If you get stuck, you have a problem

‘In the end, I was not able to understand anything’, Kohra says. ‘That was really upsetting. Some of my friends have the same problems. But we don’t have the time to dive into it, because we have other subjects as well.’

Extra stress
Kohra wrote a post in Facebook group Wageningen Student Plaza to see if others were struggling as well. ‘Someone replied that we need to have some stability in these stressful times. If we cannot understand the online lectures clearly because the laser pointer is not visible; the microphone is not loud enough; or screen sharing does not work properly, we have a problem. Normally, this can be solved by discussing it with classmates or the professor. Now, that’s not possible for some classes. This makes it harder to complete assignments properlybefore the given deadline and get good grades. It puts a lot of extra stress on us in already stressful times.’

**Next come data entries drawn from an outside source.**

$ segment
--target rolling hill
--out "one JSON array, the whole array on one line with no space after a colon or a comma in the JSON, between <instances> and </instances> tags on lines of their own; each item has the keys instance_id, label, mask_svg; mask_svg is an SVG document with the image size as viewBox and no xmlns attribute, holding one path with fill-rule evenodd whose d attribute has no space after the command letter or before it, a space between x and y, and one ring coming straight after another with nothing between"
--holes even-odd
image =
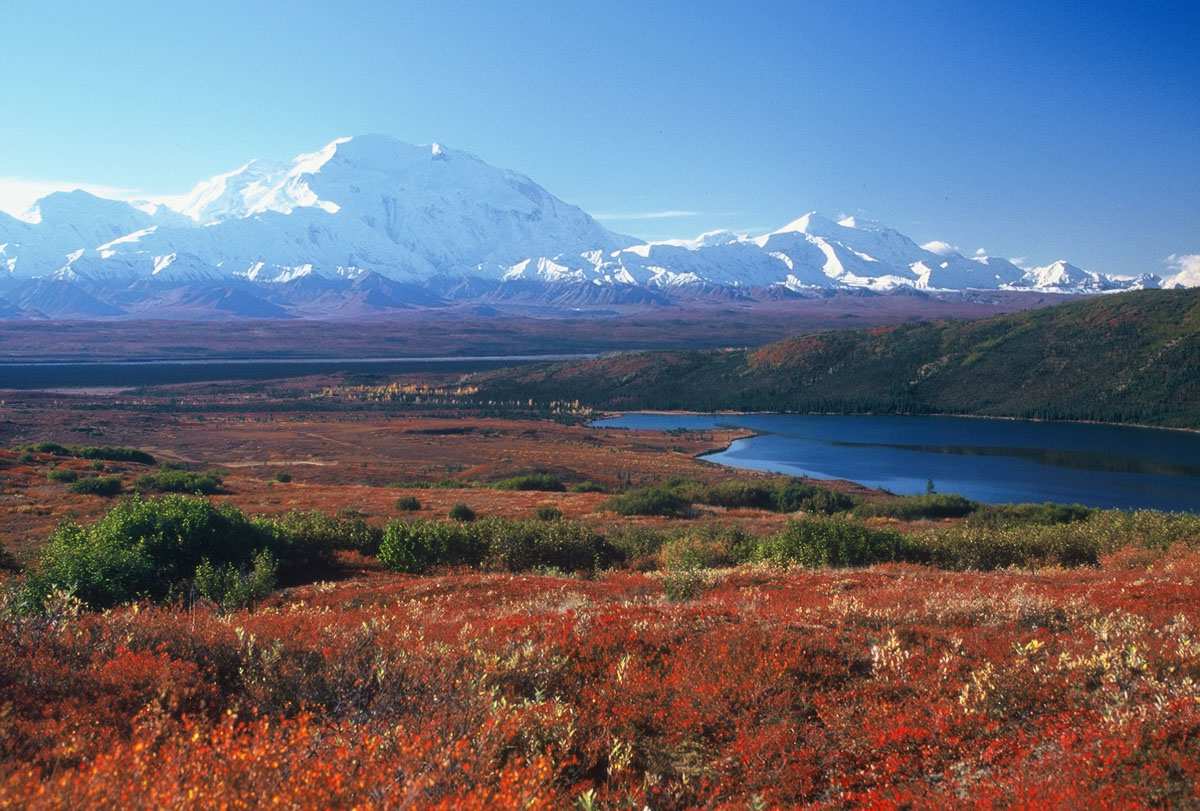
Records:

‘I know the university is trying its best. The teachers are amazing, and they do all they can so we can study and learn, no doubt. But can you expect us to keep up the normal pace in these abnormal circumstances? Period 5 is a big and important period. I think WUR should allow students to just focus on one course in this period. Maybe we can do our second course later. That would be a great help. It would relieve so much stress and anxiety.’